Dann rief ich endlich bei Emma an.
»Du untreue Seele«, sagte sie. »Dass du dich meldest, ist ja ein Wunder.«
»Wie geht es deinem Mann?«
»Besser. Und ich kann es noch immer nicht recht glauben. Aber sie sagen, sein Zustand sei stabil, er braucht nicht mehr an diesen Apparaturen zu hängen. Er liest ein Buch. Und er hat kaum noch Schmerzen. Stell dir das vor.«
»Sehr gut. Und Tante Liene?«
»Sie will einen Einbürgerungsantrag stellen.« Sie lachte. »Ich denke, Europa hat ihr gutgetan. Wann sehen wir dich?«
»Ich habe heute Abend Besuch in dieser leidigen Sache mit dem Eulenhof. Ich denke, ich kann morgen in der Frühe reinschneien. Aber ich rufe vorher an.«
»Diese Neonazis schaffen dich, nicht wahr?«
»Ja, das ist so.«
»Magst du reden?«
»Ich glaube, ja. Ich komme da mit einigen Dingen nicht klar.«
»Wenn ich dir helfen kann, helfe ich dir.«
»Danke, es steht zu befürchten, dass ich darauf zurückkomme. Macht es gut, ihr zwei Mädchen. Und grüße mir deinen Macker.«
Ich setzte mich an den Computer und schickte Holger Patt eine Anfrage mit der Bitte, mich aufzuklären. Mir war eingefallen, dass ich über die verwendeten Waffen und ihre Munition überhaupt nichts gehört hatte. Es gab sowieso unglaublich viele Kleinigkeiten in diesem Fall, die vollkommen unklar waren. Ich wusste nicht, wie die Mordkommission Ulrich Hahn einschätzte. Hatte er Einfluss auf Hagen Weidemann? Oder war er eine Puppe? Ein vorgeschobener dienstbarer Geist? Es war auch immer noch unklar, ob der tote Stefan Zorn ein Beamter des Verfassungsschutzes war und ob der tote Blue mit diesem Stefan Zorn etwas zu tun gehabt hatte. Wieso hatte sich Zorn in den Wald hinter dem Eulenhof locken lassen? Oder war da etwas ganz anderes abgelaufen, und wir deuteten die Zusammenhänge falsch, weil wir diese unvermeidbare Brille aufhatten, durch die wir den Eulenhof als Hort alles Bösen sahen? Ich hatte keine annähernde Vorstellung wie mächtig dieser Hagen Weidemann war. Hatte er so etwas wie Kadavergehorsam herangezüchtet? Und dann die Frage: War der Eulenhof einfach explodiert? War die Ermordung Blues der Auftakt zu dieser Explosion gewesen? War die Explosion eine Implosion? Es musste den Unbekannten geben, der die beiden Jäger schwer verwundet und getötet hatte. Wer war das? Konnte es sein, dass auf die beiden geschossen worden war, nur weil sie Jäger waren? Hatte das mit dem Eulenhof vielleicht gar nichts zu tun?

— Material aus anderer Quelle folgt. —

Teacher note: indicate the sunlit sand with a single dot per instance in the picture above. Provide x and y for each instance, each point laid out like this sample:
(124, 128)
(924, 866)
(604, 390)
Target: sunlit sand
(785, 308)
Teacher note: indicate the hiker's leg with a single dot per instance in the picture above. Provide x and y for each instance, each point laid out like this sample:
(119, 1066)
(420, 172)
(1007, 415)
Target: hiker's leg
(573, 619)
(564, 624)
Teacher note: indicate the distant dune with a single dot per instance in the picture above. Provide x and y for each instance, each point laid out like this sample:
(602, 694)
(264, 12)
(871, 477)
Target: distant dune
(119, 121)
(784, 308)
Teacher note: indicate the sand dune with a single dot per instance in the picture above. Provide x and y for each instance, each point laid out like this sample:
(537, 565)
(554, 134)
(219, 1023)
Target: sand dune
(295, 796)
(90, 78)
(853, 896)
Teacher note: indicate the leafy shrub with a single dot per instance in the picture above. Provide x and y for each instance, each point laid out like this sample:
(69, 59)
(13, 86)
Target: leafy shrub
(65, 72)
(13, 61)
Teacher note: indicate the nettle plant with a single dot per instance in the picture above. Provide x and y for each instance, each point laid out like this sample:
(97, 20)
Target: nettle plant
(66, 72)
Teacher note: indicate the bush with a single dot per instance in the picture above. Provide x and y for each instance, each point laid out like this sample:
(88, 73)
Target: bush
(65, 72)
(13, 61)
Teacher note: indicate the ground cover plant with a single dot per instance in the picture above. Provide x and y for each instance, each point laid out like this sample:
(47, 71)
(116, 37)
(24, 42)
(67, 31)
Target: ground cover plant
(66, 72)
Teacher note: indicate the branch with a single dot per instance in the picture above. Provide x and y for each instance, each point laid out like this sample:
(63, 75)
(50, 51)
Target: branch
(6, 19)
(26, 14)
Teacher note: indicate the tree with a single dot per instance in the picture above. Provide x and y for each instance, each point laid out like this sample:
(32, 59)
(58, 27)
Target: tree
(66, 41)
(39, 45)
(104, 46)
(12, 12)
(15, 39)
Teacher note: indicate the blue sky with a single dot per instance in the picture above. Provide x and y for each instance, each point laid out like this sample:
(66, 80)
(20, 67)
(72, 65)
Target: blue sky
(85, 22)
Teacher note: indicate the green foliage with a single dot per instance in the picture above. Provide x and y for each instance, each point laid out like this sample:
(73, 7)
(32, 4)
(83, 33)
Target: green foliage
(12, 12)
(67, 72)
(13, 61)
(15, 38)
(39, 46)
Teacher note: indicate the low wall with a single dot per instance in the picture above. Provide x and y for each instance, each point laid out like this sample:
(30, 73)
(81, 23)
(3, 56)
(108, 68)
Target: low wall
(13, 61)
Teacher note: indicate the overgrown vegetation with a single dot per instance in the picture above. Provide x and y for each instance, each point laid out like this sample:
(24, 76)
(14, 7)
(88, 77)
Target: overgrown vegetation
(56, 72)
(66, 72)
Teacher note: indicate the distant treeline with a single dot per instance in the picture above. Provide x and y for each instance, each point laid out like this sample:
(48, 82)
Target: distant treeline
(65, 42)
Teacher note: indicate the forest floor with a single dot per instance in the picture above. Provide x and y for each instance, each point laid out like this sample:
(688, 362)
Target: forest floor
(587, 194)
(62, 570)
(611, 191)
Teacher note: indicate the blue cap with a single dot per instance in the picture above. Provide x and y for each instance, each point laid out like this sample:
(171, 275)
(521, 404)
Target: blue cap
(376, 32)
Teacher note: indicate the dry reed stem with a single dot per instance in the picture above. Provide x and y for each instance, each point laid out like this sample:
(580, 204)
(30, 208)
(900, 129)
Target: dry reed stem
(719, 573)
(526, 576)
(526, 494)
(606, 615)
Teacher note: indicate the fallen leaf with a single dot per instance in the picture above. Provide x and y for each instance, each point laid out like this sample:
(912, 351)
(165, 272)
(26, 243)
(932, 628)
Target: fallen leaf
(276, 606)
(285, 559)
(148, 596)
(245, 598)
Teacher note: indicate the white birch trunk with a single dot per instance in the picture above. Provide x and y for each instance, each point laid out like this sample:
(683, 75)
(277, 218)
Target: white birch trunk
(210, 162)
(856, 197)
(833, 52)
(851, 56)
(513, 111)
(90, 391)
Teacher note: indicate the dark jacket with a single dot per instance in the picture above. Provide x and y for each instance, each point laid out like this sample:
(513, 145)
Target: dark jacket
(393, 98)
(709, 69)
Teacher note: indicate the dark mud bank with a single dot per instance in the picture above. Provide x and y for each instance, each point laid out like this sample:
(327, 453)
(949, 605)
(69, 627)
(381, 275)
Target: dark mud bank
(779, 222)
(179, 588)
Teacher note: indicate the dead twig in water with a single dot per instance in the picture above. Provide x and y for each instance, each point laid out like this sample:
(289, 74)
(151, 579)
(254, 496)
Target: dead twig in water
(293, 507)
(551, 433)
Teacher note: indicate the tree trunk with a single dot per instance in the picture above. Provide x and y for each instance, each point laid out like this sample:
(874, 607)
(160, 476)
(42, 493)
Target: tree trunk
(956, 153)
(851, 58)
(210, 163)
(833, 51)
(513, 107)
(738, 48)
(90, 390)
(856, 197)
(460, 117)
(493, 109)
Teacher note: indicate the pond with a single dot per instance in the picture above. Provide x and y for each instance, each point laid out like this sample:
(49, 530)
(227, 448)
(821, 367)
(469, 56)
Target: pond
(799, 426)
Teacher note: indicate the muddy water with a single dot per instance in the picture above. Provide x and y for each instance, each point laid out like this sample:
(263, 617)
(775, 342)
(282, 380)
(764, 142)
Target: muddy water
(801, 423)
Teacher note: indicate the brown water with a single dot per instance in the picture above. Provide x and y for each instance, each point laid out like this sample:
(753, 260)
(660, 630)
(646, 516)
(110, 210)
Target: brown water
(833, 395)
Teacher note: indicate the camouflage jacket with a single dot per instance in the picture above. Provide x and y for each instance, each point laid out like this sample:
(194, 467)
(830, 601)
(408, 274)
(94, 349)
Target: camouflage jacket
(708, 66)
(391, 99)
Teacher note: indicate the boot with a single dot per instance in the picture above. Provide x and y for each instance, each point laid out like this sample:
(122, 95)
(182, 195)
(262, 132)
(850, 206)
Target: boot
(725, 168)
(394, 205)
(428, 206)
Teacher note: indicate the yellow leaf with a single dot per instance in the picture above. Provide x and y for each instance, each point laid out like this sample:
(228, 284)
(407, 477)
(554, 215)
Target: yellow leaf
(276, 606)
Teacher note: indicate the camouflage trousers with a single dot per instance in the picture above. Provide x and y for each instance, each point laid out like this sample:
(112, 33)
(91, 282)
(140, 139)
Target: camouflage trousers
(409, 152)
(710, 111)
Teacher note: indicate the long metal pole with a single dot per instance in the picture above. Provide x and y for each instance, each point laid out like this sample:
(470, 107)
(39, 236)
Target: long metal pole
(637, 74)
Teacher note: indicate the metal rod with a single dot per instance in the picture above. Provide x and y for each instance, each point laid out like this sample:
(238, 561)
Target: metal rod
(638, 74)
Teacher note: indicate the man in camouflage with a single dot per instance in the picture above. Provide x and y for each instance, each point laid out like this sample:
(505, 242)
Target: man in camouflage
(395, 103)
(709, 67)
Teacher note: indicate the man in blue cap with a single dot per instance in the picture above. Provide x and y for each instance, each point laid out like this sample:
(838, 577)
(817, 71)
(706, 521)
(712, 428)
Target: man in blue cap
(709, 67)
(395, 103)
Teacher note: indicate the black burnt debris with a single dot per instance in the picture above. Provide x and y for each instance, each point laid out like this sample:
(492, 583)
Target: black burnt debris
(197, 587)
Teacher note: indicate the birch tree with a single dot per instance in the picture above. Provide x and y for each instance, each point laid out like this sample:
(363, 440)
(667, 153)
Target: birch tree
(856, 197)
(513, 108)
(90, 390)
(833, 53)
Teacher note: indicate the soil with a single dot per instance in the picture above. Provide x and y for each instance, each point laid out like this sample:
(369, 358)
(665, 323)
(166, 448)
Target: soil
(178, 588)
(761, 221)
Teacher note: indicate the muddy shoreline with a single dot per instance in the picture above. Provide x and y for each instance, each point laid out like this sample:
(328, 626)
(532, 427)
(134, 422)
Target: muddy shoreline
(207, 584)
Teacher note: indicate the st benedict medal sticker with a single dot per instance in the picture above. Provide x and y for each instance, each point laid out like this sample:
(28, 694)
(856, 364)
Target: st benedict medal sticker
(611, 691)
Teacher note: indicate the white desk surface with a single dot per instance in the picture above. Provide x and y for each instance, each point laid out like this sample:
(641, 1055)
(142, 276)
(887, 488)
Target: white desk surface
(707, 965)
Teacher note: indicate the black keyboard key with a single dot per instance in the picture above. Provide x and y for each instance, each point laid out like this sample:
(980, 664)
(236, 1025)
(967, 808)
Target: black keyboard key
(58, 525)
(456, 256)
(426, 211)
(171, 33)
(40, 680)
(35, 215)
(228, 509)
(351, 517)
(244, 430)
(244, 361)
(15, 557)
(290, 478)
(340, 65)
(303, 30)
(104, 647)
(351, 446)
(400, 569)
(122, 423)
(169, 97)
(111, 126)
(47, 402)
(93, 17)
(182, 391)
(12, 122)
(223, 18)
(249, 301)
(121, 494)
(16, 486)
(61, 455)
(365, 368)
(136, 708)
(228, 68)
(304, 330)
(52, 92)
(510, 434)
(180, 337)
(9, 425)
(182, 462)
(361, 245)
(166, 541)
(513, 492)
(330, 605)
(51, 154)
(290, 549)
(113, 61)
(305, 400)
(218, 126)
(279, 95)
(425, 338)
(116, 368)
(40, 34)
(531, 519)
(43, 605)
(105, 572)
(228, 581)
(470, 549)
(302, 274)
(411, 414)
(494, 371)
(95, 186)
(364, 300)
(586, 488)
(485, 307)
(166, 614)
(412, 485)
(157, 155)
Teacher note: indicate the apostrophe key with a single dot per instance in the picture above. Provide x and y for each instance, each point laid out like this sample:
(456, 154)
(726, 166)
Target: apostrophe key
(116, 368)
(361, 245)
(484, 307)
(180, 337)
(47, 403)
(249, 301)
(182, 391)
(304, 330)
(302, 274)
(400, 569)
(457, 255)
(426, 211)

Stündlich schaute ich im Postfach nach, aber es kam keine Antwort von Holger Patt auf meine Mail. Anzunehmen, dass sie alle noch tagten. Gegen Abend aß ich etwas und setzte mich wieder raus auf meine Terrasse. Über meine Grübeleien musste ich eingeschlafen sein, was ich erst bemerkte, als mich das Brummen eines Motors und das Geräusch von langsam rollenden Autoreifen vor meinem Haus aufschrecken ließen.
Sie kamen zu früh. Mutter und Sohn rollten in einem neuen, weißen Twingo auf den Hof. Es war halb neun.
»Herein mit euch«, sagte ich.
»Wir sind viel zu früh«, sagte der Junge verlegen.
»Das macht überhaupt nichts.«
»Grete Kaufmann«, stellte die Frau sich vor.